Au Liban, l’opposition antisyrienne obtient la majorité

Pour la première fois depuis 1972, les Libanais ont pu se rendre aux urnes débarrassés de l’occupant syrien et désigner un nouveau Parlement dont la majorité est hostile à Damas. Pourtant, rien n’était véritablement joué en dépit de la victoire de l’opposition à Beyrouth lors du premier scrutin. Le vent a brutalement tourné lors du troisième tour, le 12 juin, quand le général Michel Aoun, allié à des personnalités proches de Damas, a remporté une victoire aussi massive qu’inattendue. Après quatorze années d’exil passées en France, la popularité du général maronite au sein de la communauté chrétienne libanaise s’est révélée plus forte que jamais, bouleversant l’échiquier politique du pays et menaçant, jusqu’à la dernière minute, d’empêcher l’opposition de devenir majoritaire dans le prochain Parlement.

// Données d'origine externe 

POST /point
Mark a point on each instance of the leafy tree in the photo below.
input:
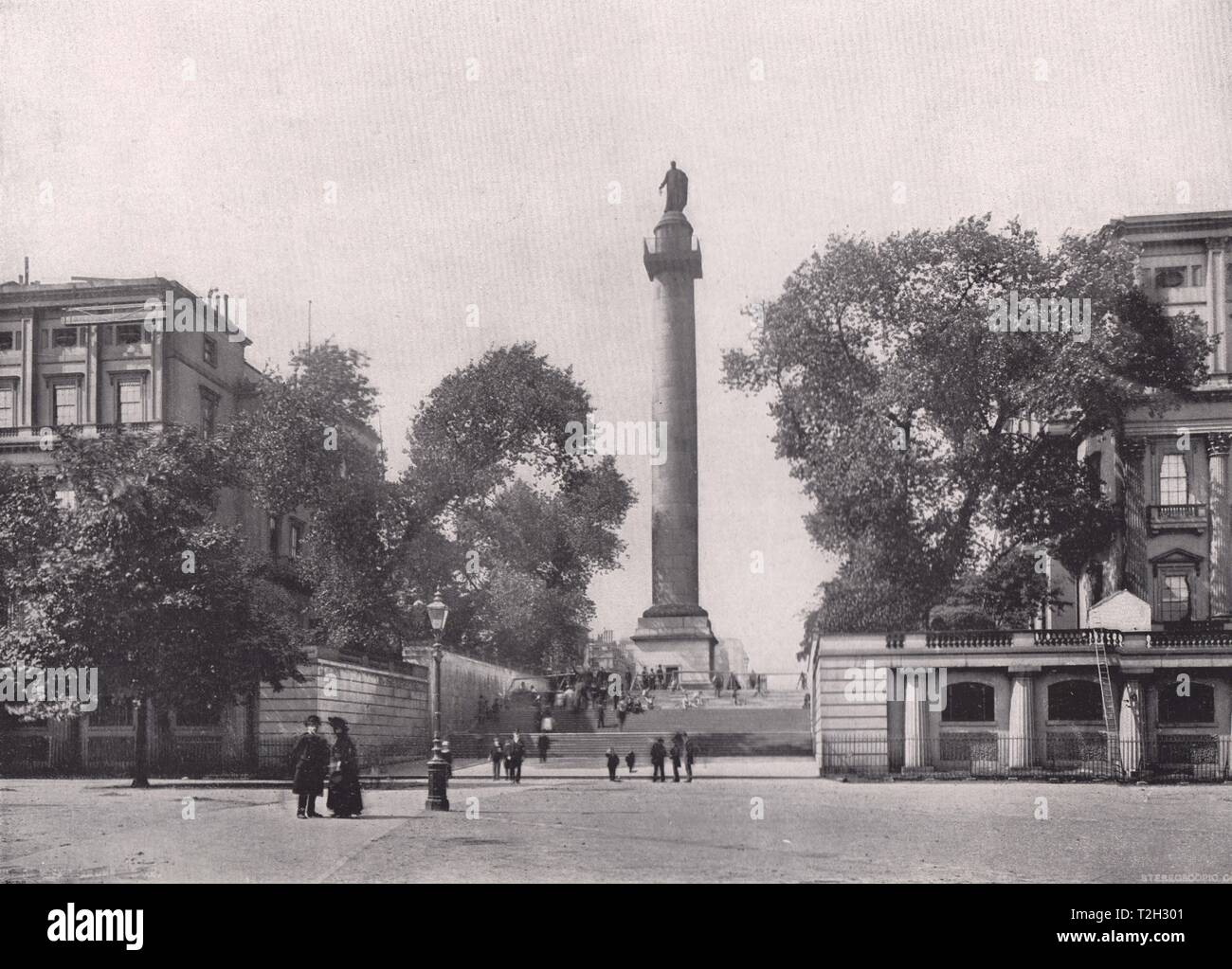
(306, 446)
(927, 441)
(139, 580)
(500, 509)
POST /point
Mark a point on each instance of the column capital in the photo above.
(1219, 443)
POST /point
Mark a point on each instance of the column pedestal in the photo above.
(1132, 729)
(916, 752)
(1022, 722)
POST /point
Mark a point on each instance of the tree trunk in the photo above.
(140, 761)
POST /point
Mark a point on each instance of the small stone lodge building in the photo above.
(1134, 677)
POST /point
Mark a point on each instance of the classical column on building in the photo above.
(1218, 446)
(1216, 290)
(1022, 719)
(915, 740)
(1132, 730)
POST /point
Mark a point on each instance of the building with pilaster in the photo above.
(1133, 677)
(87, 353)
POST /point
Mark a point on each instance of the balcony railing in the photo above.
(1080, 640)
(1190, 639)
(1178, 517)
(32, 434)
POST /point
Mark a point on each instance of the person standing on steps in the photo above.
(344, 799)
(497, 755)
(311, 763)
(518, 755)
(658, 755)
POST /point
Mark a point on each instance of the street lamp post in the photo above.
(438, 767)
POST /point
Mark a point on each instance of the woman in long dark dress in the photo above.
(311, 761)
(344, 779)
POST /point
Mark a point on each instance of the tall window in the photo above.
(1076, 699)
(1174, 599)
(969, 702)
(1196, 706)
(130, 402)
(208, 413)
(1173, 480)
(64, 404)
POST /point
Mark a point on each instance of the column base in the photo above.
(680, 637)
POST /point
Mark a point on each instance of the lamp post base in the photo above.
(438, 784)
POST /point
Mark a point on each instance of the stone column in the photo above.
(1216, 288)
(1132, 730)
(1218, 446)
(1022, 721)
(915, 740)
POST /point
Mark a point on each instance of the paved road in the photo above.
(591, 830)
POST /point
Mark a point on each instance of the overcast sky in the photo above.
(398, 163)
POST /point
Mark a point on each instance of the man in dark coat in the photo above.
(345, 799)
(311, 763)
(658, 755)
(518, 752)
(497, 755)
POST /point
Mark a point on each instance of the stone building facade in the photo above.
(1134, 674)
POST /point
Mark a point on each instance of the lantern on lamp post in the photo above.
(438, 767)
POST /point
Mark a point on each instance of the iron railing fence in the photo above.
(1073, 755)
(31, 755)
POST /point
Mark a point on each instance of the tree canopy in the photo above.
(932, 444)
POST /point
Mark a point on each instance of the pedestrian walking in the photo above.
(658, 755)
(497, 755)
(345, 799)
(311, 763)
(518, 754)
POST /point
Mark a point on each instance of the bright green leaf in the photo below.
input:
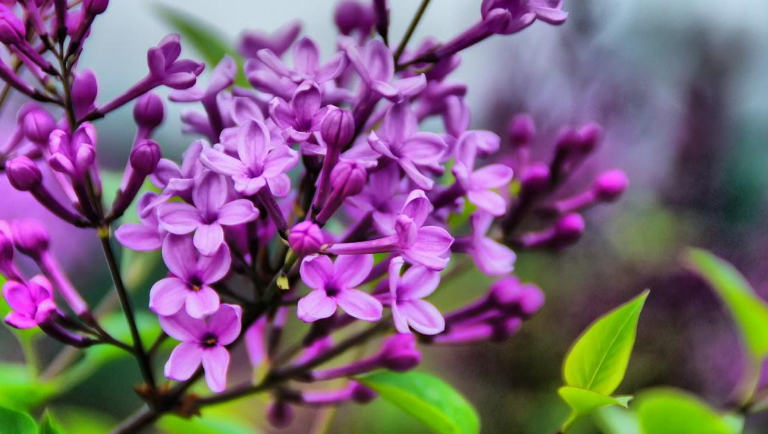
(584, 402)
(49, 425)
(429, 399)
(19, 389)
(748, 310)
(666, 410)
(16, 422)
(599, 358)
(206, 40)
(207, 424)
(616, 420)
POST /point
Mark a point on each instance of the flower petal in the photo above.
(350, 270)
(225, 323)
(208, 238)
(359, 305)
(423, 317)
(316, 271)
(178, 217)
(316, 305)
(216, 365)
(167, 296)
(184, 361)
(237, 212)
(202, 303)
(183, 327)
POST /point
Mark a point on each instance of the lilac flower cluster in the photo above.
(313, 193)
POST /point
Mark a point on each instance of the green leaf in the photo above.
(19, 389)
(583, 402)
(206, 40)
(207, 424)
(666, 410)
(748, 310)
(599, 358)
(429, 399)
(16, 422)
(616, 420)
(49, 425)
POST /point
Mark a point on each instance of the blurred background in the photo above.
(682, 90)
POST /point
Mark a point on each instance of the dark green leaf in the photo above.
(599, 358)
(206, 40)
(428, 399)
(16, 422)
(666, 410)
(49, 425)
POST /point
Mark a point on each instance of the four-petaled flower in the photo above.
(401, 141)
(191, 280)
(260, 163)
(202, 341)
(405, 296)
(478, 184)
(28, 301)
(210, 212)
(334, 285)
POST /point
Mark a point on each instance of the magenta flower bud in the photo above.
(12, 29)
(521, 130)
(590, 135)
(38, 125)
(338, 127)
(506, 294)
(568, 140)
(352, 15)
(349, 178)
(30, 238)
(145, 156)
(95, 7)
(306, 238)
(23, 173)
(149, 111)
(536, 178)
(363, 394)
(84, 90)
(531, 301)
(400, 353)
(610, 185)
(568, 230)
(280, 414)
(504, 329)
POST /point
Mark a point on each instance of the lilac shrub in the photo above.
(313, 193)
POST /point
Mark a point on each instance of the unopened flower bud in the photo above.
(30, 238)
(38, 124)
(532, 300)
(84, 90)
(148, 112)
(590, 135)
(568, 230)
(280, 414)
(536, 178)
(145, 156)
(400, 353)
(23, 173)
(352, 15)
(521, 130)
(363, 394)
(348, 178)
(337, 128)
(306, 238)
(12, 28)
(610, 185)
(95, 7)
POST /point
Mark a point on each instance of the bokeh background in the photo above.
(682, 90)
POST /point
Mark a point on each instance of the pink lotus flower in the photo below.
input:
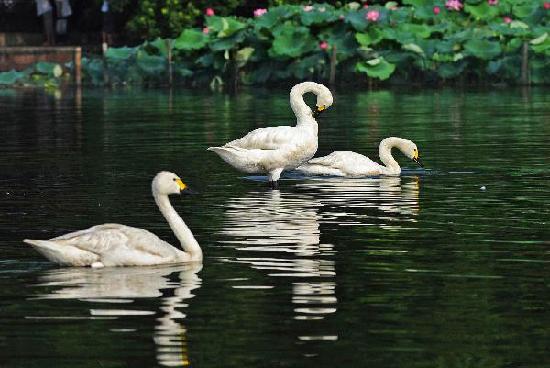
(373, 15)
(453, 5)
(259, 12)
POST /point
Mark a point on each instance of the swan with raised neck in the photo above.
(348, 163)
(275, 149)
(120, 245)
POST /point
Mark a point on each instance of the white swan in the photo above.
(274, 149)
(347, 163)
(119, 245)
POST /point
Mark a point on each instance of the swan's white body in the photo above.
(347, 163)
(275, 149)
(120, 245)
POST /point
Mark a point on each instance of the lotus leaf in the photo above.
(224, 26)
(243, 55)
(151, 64)
(120, 53)
(190, 39)
(482, 11)
(382, 70)
(414, 48)
(306, 67)
(11, 77)
(415, 30)
(371, 37)
(161, 45)
(357, 19)
(542, 47)
(320, 14)
(483, 49)
(227, 43)
(417, 3)
(291, 41)
(450, 70)
(276, 15)
(524, 10)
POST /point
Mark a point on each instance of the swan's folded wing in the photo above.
(102, 239)
(271, 138)
(349, 162)
(339, 159)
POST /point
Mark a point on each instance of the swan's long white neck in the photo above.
(302, 111)
(185, 236)
(384, 151)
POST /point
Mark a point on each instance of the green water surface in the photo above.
(443, 267)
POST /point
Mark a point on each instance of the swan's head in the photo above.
(324, 100)
(411, 151)
(168, 183)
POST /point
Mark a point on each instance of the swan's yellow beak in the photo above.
(319, 110)
(181, 184)
(416, 158)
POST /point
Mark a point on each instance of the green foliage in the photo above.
(190, 39)
(296, 42)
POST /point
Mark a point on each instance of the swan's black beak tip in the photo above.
(318, 110)
(188, 191)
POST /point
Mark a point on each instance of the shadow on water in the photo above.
(111, 293)
(443, 267)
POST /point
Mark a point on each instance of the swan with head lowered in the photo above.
(275, 149)
(120, 245)
(347, 163)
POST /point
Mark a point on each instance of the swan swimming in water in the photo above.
(347, 163)
(274, 149)
(120, 245)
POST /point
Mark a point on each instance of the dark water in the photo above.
(425, 270)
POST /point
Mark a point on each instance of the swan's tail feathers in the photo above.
(315, 169)
(240, 158)
(63, 254)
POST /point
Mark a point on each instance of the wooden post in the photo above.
(104, 47)
(525, 64)
(78, 66)
(332, 76)
(170, 72)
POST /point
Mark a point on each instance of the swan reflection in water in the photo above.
(112, 287)
(384, 201)
(278, 233)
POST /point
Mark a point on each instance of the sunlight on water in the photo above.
(440, 267)
(109, 287)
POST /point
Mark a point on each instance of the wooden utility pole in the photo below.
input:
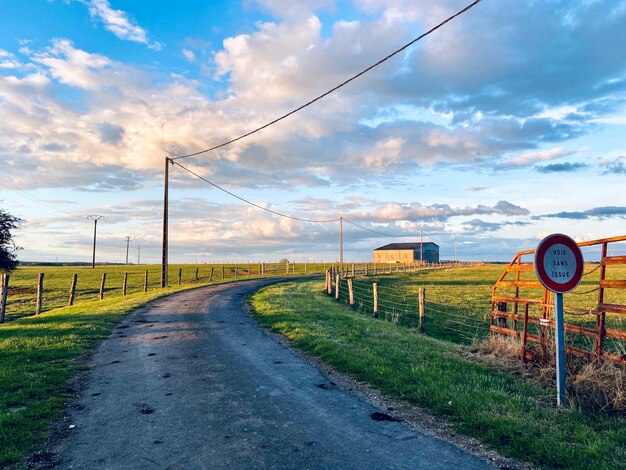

De façon assez symbolique, l’une des dernières batailles électorales s’est déroulée à Tripoli, deuxième ville du pays en termes de population, située à quelques kilomètres seulement de la frontière syrienne et dont les liens avec Damas, économiques et familiaux, sont anciens, multiples et très profonds. De mémoire de Tripolitains, on n’avait jamais vu ça : pas un mur de la cité, jusque dans les dédales obscurs du vieux souk, qui ne soit recouvert de dizaines de posters de candidats. Les rivalités électorales se sont exprimées jusque sur les fils à sécher le linge, où les affiches côtoyaient et dépassaient en nombre les draps et les paires de chaussettes.

Durant la semaine précédant ce scrutin décisif, où se jouait l’attribution des 28 derniers sièges du Parlement, les deux camps en présence se sont livrés à une campagne acharnée et au ton très agressif. Misant sur la popularité dont jouissait son père au sein de la communauté sunnite majoritaire à Tripoli, Saad Hariri, installé dans un hôtel de la ville transformé en quartier général de l’opposition, a multiplié les meetings.

Son adversaire, le général Michel Aoun, dopé par son précédent succès, a lui aussi multiplié les apparitions et les déclarations enflammées. Les candidats se sont mutuellement accusés de s’être livrés à l’achat de voix, à des tentatives d’intimidation et d’avoir attisé les rancoeurs confessionnelles dans cette région où les musulmans (55 % de l’électorat, majoritairement sunnites) sont à peine plus nombreux que les chrétiens (45 % de l’électorat, à majorité maronite et grecque orthodoxe).

M. Aoun bénéficiait du soutien de l’ancien premier ministre démissionnaire prosyrien Omar Karamé, par ailleurs l’un des notables les plus influents à Tripoli. M. Karamé, qui a personnellement renoncé à se présenter comme candidat, a expliqué au Monde qu’il appuyait le général parce que c’est un homme de principes. Notre rapprochement n’est pas seulement électoral, nous avons déjà discuté de notre collaboration future dans cette lutte contre la corruption que nous voulons remporter ensemble . Interrogé sur ses liens avec la Syrie, il a affirmé ne plus être en contact avec le président syrien Bachar El-Assad, ajoutant cependant qu’il était idiot de penser que le départ de l’armée syrienne mettait fin à l’influence de la Syrie au Liban. Nos deux pays ne forment qu’un seul peuple. Personne ne parviendra à nous diviser .

OFFENSIVE DE CHARME

Ce genre de discours, inimaginable il y a quelques semaines, témoigne d’un regain d’assurance certain du clan prosyrien, demeuré jusqu’alors très discret. Non loin de Tripoli, dans le village chrétien de Zghorta, la candidate de l’opposition Nayla Moawad, épouse du président René Moawad, mort en 1989 dans un assassinat que les Libanais attribuent également à la Syrie, a évoqué une contre-attaque syrienne menée avec brio qui a tiré avantage des divisions inévitablement provoquées par le retour du général .

La remobilisation massive de l’opposition et l’offensive de charme menée sur le terrain par Saad Hariri ont néanmoins payé. L’ancien ministre libanais et député sortant prosyrien Soleimane Frangié a reconnu sa défaite. Michel Aoun, qui s’était allié avec M. Frangié, a exclu, pour sa part, toute entente avec la coalition de Saad Hariri. Il y a un problème de confiance entre eux et moi, entre le peuple libanais et eux, a-t-il déclaré. Il y a des divergences fondamentales sur les valeurs.